Como é que decidimos que fila escolher nas caixas do supermercado? Foi a partir desta escolha, aparentemente simples, do dia-a-dia de qualquer pessoa que um grupo de investigadores partiu para estudar os processos envolvidos na tomada de decisões.
Porque, por muito simples que pareça, a escolha pode envolver um número alargado de estratégias de decisão, desde contar o número de pessoas em cada fila, o número de artigos no carrinho ou mesmo a velocidade de cada operador.
De acordo com as conclusões de um estudo divulgado hoje, perante uma decisão com tantos fatores a considerar, o cérebro é capaz de calcular várias estratégias alternativas de decisão em simultâneo, em vez de se comprometer apenas com uma.
O estudo foi conduzido por três investigadores, na Fundação Champalimaud em Lisboa, que desenharam uma espécie de mundo virtual para ratinhos, onde tinham como tarefa procurar água.
Neste mundo virtual, qualquer zona podia oferecer água, mas de forma inconsistente, ou seja, “de um momento para o outro pode “secar” e deixar de dispensar água”, explica a Fundação em comunicado, acrescendo que, dessa forma, os ratinhos tinham que decidir quando sair de um determinado local e ir para outro.
Um pouco à semelhança das filas de supermercado, também esta escolha pode envolver várias estratégias, cada uma combinando, neste caso, erros e tentativas bem-sucedidas ao longo de tempo de forma particular e, portanto, com uma “assinatura do tempo decorrido”, ou variável de decisão, própria.
Dessa forma, quando monitorizavam a atividade de grandes grupos de neurónios individuais no córtex pré-motor enquanto os ratinhos desempenhavam a tarefa, foi possível aos investigadores procurar combinações dos perfis temporais de atividade dos neurónios pré-motores, que poderiam assemelhar-se às variáveis de decisão associadas a diferentes estratégias.
A conclusão surpreendeu a equipa: “Apesar de cada ratinho se concentrar na sua própria estratégia, os seus cérebros não”.
“O cérebro pode realmente executar várias estratégias de contagem diferentes ao mesmo tempo, o que nos remete para o conceito de superposição na mecânica quântica”, refere Zack Mainen, um dos investigadores principais, citado em comunicado.
Como explica outra das investigadoras, Fanny Cazettes, apesar de a atividade no córtex pré-motor refletir a estratégia que o animal estava realmente a usar, refletia também “variáveis de decisão alternativas úteis para a mesma tarefa e até mesmo variáveis de decisão úteis para outras tarefas”.

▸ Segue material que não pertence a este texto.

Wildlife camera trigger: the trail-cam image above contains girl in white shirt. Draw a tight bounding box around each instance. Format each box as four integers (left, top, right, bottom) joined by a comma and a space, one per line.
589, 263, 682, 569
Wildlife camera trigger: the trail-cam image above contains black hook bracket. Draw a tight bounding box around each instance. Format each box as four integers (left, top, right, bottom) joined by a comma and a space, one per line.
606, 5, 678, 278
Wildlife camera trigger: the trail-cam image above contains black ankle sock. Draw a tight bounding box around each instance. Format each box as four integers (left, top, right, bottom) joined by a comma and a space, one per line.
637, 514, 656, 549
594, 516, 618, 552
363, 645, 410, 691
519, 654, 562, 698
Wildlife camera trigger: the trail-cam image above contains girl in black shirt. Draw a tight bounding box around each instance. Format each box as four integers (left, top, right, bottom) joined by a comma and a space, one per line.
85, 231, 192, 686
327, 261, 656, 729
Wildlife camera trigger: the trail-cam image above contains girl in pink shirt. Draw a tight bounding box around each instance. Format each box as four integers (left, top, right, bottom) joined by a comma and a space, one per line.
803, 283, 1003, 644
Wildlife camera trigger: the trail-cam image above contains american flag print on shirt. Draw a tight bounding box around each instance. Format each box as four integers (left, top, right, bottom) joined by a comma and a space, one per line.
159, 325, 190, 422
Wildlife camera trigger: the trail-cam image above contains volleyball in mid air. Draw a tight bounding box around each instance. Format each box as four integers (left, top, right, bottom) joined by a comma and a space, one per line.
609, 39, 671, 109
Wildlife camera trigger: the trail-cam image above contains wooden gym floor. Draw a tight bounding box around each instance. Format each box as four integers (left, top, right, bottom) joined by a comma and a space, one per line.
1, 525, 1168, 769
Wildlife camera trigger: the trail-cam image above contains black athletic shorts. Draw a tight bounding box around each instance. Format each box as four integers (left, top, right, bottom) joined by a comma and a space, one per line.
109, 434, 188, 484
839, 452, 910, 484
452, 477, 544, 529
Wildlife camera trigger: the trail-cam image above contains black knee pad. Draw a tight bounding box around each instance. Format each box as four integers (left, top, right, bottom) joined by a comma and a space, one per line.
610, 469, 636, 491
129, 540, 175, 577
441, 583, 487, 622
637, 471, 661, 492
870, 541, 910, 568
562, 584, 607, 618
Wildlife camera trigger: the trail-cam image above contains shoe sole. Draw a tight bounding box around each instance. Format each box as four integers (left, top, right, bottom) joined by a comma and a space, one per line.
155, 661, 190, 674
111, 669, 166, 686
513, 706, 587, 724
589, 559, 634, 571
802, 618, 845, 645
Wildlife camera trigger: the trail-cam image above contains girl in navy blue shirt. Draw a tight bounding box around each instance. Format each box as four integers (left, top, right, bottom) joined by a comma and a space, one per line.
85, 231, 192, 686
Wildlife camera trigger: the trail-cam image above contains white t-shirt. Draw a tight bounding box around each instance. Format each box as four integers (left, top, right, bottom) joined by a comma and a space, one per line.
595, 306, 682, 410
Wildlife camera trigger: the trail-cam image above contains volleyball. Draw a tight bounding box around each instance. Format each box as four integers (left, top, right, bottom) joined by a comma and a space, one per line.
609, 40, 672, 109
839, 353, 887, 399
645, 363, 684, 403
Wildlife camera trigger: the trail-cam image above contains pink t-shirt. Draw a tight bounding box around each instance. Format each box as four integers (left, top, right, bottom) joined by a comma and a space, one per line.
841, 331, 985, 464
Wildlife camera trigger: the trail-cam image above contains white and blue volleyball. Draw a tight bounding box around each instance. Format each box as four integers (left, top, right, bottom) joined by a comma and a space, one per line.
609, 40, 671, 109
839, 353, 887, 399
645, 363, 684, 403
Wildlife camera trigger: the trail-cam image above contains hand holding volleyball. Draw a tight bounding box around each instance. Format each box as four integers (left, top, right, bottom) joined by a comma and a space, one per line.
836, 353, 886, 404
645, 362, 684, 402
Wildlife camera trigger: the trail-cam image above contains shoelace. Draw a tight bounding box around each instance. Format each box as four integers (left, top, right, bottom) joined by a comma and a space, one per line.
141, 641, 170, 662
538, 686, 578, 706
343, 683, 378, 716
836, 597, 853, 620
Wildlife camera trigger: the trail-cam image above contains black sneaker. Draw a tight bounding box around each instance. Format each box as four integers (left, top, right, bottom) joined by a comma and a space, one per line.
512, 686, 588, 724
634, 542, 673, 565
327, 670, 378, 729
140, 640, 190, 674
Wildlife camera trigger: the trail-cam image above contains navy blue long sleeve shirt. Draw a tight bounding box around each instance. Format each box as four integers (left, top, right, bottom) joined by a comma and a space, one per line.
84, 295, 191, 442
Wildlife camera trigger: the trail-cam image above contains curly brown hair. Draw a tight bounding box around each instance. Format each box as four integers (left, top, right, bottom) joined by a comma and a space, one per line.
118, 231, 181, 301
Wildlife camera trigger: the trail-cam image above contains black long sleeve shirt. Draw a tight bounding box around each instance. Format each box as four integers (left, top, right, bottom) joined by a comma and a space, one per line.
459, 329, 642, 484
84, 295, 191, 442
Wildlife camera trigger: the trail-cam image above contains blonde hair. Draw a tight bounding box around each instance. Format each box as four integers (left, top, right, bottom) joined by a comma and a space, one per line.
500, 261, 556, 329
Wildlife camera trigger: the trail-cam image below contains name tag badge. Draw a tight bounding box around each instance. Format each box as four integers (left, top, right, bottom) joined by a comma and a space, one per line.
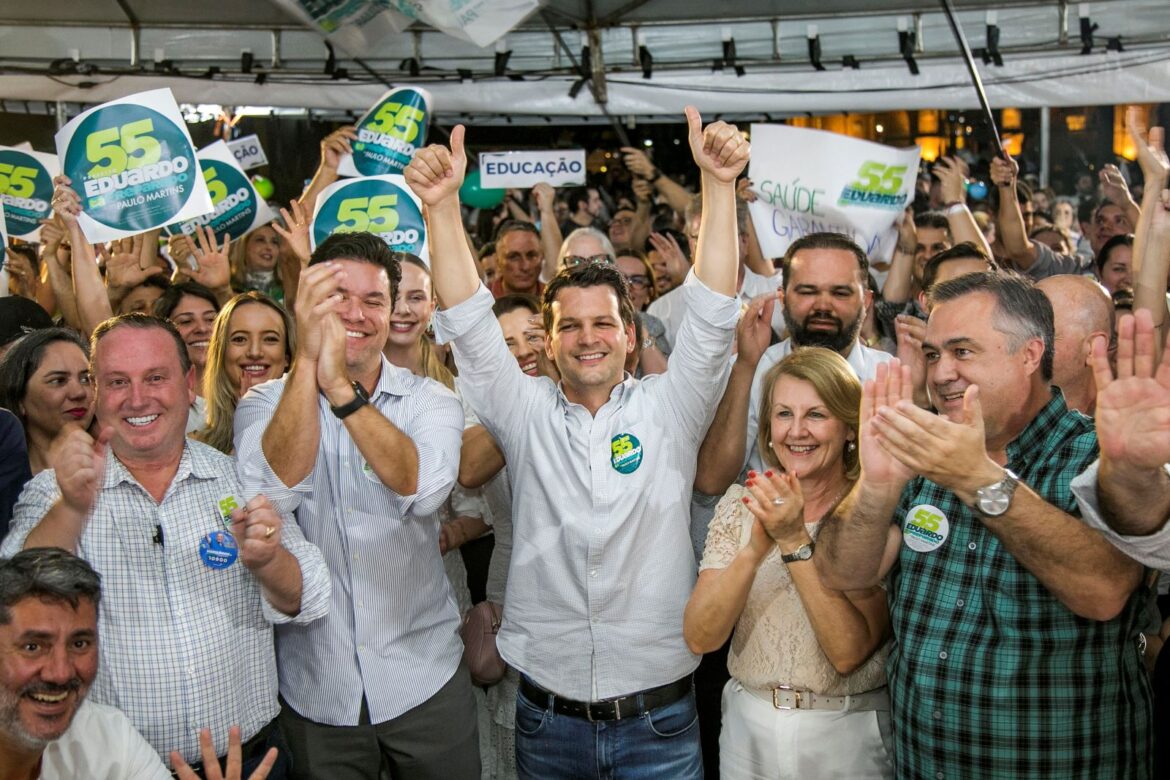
610, 432, 643, 474
199, 530, 239, 569
903, 504, 949, 553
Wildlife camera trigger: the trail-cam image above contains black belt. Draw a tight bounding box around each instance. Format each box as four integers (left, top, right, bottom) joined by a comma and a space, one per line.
520, 675, 691, 722
170, 719, 275, 777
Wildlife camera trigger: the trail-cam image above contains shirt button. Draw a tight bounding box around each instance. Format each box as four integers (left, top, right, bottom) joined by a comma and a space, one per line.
589, 569, 598, 578
955, 599, 965, 608
353, 553, 360, 561
939, 651, 948, 660
968, 542, 977, 551
936, 773, 945, 780
358, 644, 366, 651
933, 710, 942, 720
357, 601, 364, 609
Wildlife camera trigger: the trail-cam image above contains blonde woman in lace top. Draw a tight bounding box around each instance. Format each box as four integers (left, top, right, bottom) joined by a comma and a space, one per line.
684, 348, 897, 779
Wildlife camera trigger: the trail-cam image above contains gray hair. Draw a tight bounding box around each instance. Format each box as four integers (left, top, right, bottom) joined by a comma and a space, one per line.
557, 227, 616, 269
0, 548, 102, 624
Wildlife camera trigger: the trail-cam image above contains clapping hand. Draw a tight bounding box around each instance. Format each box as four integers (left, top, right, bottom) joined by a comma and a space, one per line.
742, 469, 808, 561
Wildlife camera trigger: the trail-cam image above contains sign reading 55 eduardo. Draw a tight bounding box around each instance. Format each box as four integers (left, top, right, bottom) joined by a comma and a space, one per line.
338, 87, 432, 178
55, 88, 214, 243
0, 146, 58, 241
310, 174, 427, 263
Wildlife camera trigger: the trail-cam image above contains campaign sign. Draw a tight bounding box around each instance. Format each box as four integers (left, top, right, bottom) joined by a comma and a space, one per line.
0, 146, 58, 240
56, 88, 213, 243
479, 150, 586, 189
227, 134, 268, 171
165, 141, 276, 241
339, 87, 432, 178
311, 174, 427, 262
747, 124, 921, 262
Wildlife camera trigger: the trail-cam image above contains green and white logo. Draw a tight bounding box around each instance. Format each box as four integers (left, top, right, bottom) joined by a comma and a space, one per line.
311, 175, 426, 259
903, 504, 949, 553
167, 141, 275, 241
0, 147, 55, 239
345, 87, 431, 177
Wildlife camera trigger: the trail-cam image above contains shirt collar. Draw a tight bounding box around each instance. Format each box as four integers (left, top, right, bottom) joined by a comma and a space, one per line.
556, 371, 636, 412
1005, 388, 1069, 464
101, 439, 213, 490
370, 354, 415, 399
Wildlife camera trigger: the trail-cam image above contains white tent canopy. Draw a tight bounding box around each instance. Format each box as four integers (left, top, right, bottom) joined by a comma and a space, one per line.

As conclusões abrem agora porta a novas formas de pensar os processos envolvidos na tomada de decisões, explica a investigadora, adiantando que o próximo passo será investigar como o cérebro seleciona entre diferentes variáveis de decisão e como essas decisões são traduzidas numa ação.
Alfonso Renart, também investigador principal, sublinha que a possibilidade de representar, em simultâneo, as estratégias usadas e não utilizadas poderá facilitar a flexibilidade cognitiva e de aprendizagem, uma vez que “a mudança de estratégias requer apenas que seja dada atenção à variável de decisão pré-computada correta, em vez de construí-la do zero”.

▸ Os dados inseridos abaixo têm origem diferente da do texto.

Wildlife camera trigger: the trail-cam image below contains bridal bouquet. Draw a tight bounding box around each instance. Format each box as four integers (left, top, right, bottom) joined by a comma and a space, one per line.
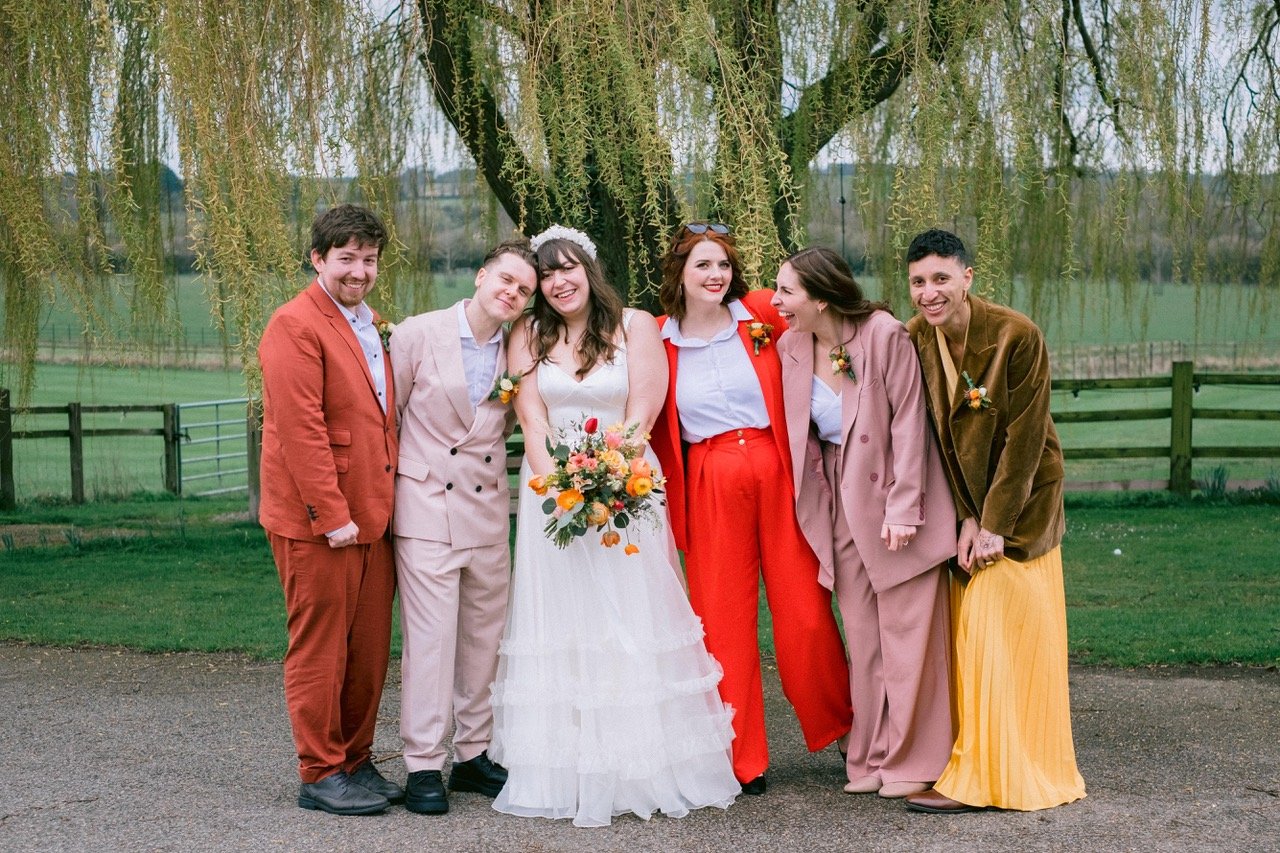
527, 416, 665, 552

“[As conclusões] podem ainda ter implicações para o desenvolvimento de sistemas de ‘machine learning’ [a utilização de dados e algoritmos para imitar a forma como os humanos aprendem] mais flexíveis e adaptáveis, o que poderá ser particularmente útil em situações onde há um alto grau de incerteza ou complexidade”, acrescenta Zach Mainen.